Extreme Deep isn’t the only focus of the Museum this summer. Studying the creatures of the sea is a major part of the job for Elizabeth Shea, Ph.D., the Museum’s Curator of Mollusks.
Dr. Shea has traveled on more than a dozen scientific cruises in the Atlantic Ocean with the Canadian Coast Guard, the National Oceanic and Atmospheric Administration, and the Smithsonian Institution, as well as other organizations, to study squids and other creatures living at great depths in the ocean. Dr. Shea is a teuthologist, meaning she studies a type of mollusk called cephalopods, also known as squids.
Her expeditions have primarily focused on two places: Bear Seamount, an underwater mountain, and the Gully Marine Protected Area, a large marine canyon protected against commercial fishing and other disturbances. Scientists lower large fishing nets to gather specimens of sea life from various depths between 250 to 2,000 meters (820 to 6,561 feet). The nets are dropped at a variety of locations to ensure samples are collected from all possible environments. They are then hauled back on board, and teams of scientists and assistants separate specimens for analysis. Dr. Shea identifies the squids, octopods, and other mollusks to the species level, recording the length and weight of each specimen.

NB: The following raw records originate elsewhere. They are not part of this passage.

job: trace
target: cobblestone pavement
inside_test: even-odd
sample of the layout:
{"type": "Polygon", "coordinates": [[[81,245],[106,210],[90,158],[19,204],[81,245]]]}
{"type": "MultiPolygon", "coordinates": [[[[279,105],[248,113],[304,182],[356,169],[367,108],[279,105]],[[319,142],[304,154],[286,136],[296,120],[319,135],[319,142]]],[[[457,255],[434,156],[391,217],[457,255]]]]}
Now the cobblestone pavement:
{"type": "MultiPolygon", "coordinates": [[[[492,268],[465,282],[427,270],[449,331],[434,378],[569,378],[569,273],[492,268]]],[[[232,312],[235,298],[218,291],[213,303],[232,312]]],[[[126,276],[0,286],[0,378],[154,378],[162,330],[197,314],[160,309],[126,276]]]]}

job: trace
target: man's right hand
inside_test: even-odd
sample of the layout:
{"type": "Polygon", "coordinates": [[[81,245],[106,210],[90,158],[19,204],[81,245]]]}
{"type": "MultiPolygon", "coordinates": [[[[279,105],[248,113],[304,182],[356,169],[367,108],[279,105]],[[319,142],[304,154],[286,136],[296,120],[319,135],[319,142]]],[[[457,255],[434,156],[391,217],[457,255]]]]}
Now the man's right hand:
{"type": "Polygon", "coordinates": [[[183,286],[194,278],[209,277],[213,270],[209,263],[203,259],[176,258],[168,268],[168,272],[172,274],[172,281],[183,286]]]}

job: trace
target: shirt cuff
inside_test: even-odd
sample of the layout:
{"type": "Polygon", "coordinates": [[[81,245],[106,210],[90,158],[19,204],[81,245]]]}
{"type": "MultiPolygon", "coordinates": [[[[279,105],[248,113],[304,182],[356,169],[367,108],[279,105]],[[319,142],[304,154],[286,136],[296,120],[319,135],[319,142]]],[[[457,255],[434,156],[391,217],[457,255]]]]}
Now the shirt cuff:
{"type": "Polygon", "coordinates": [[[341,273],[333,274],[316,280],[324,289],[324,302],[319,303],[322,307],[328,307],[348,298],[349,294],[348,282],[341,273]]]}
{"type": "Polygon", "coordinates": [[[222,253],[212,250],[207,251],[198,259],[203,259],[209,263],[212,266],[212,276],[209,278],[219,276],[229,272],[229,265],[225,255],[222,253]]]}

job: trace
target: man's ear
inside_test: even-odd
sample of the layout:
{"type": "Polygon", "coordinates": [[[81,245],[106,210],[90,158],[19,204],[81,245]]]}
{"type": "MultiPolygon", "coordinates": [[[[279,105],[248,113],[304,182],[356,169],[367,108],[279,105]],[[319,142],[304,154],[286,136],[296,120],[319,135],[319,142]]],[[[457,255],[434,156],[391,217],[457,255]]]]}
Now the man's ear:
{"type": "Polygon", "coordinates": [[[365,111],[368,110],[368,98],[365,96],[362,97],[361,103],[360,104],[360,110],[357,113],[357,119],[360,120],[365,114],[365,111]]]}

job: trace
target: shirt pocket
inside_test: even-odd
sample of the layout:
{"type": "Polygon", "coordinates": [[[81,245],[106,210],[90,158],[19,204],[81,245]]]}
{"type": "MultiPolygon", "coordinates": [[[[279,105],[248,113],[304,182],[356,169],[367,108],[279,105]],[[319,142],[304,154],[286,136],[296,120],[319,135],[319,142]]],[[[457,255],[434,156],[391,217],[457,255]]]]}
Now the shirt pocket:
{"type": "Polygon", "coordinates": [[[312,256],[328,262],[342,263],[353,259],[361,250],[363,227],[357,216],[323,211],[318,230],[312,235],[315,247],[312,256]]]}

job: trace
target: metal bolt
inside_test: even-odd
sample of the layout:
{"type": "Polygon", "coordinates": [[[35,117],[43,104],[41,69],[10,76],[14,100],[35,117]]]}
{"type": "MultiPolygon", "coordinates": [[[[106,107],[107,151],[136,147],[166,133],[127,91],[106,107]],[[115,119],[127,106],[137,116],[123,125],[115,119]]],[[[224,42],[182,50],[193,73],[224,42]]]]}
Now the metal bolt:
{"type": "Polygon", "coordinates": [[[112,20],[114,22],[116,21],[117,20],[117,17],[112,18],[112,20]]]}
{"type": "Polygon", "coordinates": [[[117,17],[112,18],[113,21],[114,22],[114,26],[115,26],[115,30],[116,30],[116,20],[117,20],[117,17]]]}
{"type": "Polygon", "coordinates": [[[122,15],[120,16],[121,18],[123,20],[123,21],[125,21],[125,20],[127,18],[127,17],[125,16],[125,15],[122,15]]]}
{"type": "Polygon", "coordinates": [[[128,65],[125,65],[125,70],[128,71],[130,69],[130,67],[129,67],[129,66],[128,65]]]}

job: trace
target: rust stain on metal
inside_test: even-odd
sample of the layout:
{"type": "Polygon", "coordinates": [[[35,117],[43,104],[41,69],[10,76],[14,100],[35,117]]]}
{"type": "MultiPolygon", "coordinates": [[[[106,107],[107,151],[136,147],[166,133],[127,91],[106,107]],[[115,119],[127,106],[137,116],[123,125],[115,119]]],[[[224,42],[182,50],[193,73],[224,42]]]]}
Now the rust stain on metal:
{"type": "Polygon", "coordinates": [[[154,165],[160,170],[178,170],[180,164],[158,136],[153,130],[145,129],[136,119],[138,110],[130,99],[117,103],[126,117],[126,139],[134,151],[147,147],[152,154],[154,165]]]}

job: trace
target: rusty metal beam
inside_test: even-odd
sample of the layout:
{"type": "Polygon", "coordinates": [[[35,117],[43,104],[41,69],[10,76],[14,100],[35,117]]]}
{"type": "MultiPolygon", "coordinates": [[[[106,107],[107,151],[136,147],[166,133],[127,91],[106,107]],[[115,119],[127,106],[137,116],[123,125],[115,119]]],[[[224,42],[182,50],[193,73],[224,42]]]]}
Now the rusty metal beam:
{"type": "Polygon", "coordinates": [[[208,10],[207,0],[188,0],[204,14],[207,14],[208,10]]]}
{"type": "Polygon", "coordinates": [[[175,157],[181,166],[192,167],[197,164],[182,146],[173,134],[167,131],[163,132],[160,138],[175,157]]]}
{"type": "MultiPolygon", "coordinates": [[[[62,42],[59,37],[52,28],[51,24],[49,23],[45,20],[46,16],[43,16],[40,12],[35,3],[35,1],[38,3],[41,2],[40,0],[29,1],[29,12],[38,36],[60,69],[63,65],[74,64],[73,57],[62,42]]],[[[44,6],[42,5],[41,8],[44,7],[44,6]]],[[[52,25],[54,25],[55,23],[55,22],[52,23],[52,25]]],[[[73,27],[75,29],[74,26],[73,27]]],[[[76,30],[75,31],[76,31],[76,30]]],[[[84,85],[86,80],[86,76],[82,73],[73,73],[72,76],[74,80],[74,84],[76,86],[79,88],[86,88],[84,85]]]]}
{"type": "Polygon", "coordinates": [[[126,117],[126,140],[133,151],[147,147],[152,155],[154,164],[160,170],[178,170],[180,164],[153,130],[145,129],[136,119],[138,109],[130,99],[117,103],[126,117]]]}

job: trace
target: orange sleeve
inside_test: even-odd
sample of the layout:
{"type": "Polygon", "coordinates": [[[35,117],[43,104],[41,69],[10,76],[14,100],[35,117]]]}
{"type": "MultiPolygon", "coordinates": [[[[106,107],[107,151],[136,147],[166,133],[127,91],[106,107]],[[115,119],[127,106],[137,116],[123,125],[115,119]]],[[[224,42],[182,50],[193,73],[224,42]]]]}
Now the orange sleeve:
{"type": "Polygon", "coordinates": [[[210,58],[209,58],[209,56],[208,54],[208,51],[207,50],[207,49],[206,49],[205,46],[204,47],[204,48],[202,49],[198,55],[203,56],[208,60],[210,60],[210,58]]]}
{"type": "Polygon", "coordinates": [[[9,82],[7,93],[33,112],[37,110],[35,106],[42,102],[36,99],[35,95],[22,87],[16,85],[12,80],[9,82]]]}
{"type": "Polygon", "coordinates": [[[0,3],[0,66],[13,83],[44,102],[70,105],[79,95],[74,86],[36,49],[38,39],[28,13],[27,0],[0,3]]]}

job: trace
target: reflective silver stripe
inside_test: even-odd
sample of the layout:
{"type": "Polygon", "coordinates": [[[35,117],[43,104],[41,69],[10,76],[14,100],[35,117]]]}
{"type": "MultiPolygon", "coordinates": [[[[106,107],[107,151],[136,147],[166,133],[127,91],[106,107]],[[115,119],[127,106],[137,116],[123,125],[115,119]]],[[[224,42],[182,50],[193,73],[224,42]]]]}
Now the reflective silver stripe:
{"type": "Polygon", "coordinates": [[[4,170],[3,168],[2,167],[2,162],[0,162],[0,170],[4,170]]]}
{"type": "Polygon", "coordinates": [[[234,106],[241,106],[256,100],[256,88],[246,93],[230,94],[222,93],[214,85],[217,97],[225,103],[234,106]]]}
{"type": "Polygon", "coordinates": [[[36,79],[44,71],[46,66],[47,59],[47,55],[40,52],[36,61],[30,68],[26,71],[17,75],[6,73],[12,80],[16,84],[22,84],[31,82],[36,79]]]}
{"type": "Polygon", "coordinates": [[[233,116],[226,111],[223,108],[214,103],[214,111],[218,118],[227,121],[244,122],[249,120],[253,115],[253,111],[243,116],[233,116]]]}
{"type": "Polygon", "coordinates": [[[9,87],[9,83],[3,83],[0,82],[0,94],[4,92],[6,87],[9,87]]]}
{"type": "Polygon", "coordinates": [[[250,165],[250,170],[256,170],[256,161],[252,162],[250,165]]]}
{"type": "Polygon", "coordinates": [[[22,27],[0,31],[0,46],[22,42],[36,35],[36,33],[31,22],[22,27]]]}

The specimens and data collected on the cruises are brought to the Delaware Museum of Natural History for further analysis. Participating in these research cruises is Shea’s favorite part of the year. Scientists work 12 hour shifts, from noon to midnight or midnight to noon, an effective way to maintain 24-hour operations and maximize the time the boat is at sea.“You leave land and so much of your day-to-day life behind, and you’re in a very intensive work environment, but it’s work you love to do,” she says.
In September, Dr. Shea is scheduled to travel to marine canyons on the Continental Slope off of the southeastern coast of the United States on the NOAA Ship Pisces (pictured on the right). This series of canyons have not been fully explored, offering fresh research possibilities. Instead of collecting physical specimens, the team will focus on video and photography in order to protect the delicate corals and sponges in the area.